1001 Resume Postings

Tuesday, February 21, 2006

Politeness is an inconvenience, despite its virtue

The race to the bottom of the heap, mired in manure to the chest or even the chin, is the secret of success for many conspicuous personages. I need only ring the bell for James Frey, at least before the expose, Donald Trump, the prince of gaudy eyesores and incorrigible bankruptcy bailouts, and our pencil-thin pariah Paris Hilton, who has not a bone of saving grace, to point out that being a miserable person will be rewarded handsomely! This is, without a doubt, the 21st century rags-to-riches story, but Horatio Alger be cursed, because doing what mom and dad said will only result in rewards no more exciting than plain vanilla ice cream, definitely not Breyer's.

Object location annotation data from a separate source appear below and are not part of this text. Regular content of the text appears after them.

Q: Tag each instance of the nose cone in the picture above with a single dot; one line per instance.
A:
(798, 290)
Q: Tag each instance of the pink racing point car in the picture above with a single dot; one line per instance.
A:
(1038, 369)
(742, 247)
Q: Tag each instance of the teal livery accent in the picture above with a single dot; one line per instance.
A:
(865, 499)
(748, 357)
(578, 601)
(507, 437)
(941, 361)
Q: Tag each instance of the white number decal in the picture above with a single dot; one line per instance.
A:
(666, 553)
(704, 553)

Enter my blog! If it takes off, I could be walking hand-in-hand with other notables. For instance, there are bloggers who regularly give themselves a manure facial, such as the Washingtonienne: a coke-sniffing Pennsylvania Ave. street-walker, proud of herself beyond all reason. More prominently, and with much more appeal, are the self-made Hollywood automartyrs, like Morgan Spurlock, the once praised but now forgettable McDonald's antihero and creator of Super Size Me. As I digested my Burger King breakfast, it came to me in a carb-loaded vision that this non-native New Yorker pulled off a rather common coup-de-tete: he stole the lifestyle of the urban lower class and made money selling it to the middle class. Hopefully, since he is clearly an exploitation artist, he can go over some new ideas with Harmony Korine, who acutely purges melodrama all over her movies with the finesse of a Lifetime movie that interjects daytrading scandal and German war crimes into a typical waspy wham-bam-beat 'er up hormone fest. At the very least, these vision-in-the-flesh directors have given screentime to everyone from frumpy hipster girls to lanky slang-slinging rollerbladers, those who would normally never get the chance.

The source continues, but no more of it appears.